As an example, consider this code (godbolt: https://godbolt.org/z/TrMrYTKG9):
struct foo {
unsigned char a, b;
};
foo make(int x) {
foo result;
if (x) {
result.a = 13;
} else {
result.b = 37;
}
return result;
}
At high enough optimization levels, the function compiles to “mov eax, 9485; ret”, which sets both a=13 and b=37 without testing the condition at all - as if both branches of the test were executed. This is perfectly reasonable because the lack of initialization means the values could already have been set that way (even if unlikely), so the compiler just goes ahead and sets them that way. It’s faster!"But it's right there in the name!" Undefined behavior literally places no restrictions on the code generated or the behavior of the program. And the compiler is under no obligation to help you debug your (admittedly buggy) program. It can literally delete your program and replace it with something else that it likes.

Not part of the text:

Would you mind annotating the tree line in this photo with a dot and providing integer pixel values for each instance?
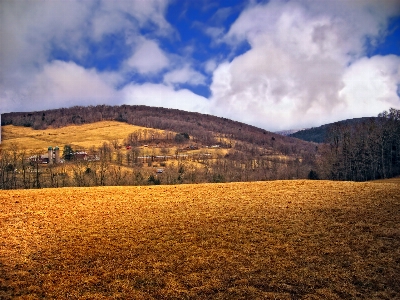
(363, 151)
(133, 164)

[1] https://kristerw.blogspot.com/2017/09/why-undefined-behavior...
Good example of why uninitialized variables are not intuitive.
This is because the code is executed symbolically during optimization. It's not running on your real CPU. It's first "run" on a simulation of an abstract machine from the C spec, which doesn't have registers or even real stack to hold an actual garbage value, but it does have magic memory where bits can be set to 0, 1, or this-can-never-ever-happen.
Optimization passes ask questions like "is x unused? (so I can skip saving its register)" or "is x always equal to y? (so I can stop storing it separately)" or "is this condition using x always true? (so that I can remove the else branch)". When using the value is an undefined behavior, there's no requirement for these answers to be consistent or even correct, so the optimizer rolls with whatever seems cheapest/easiest.
With Optimizing settings on, the compiler should immediately treat unused variables as errors by default.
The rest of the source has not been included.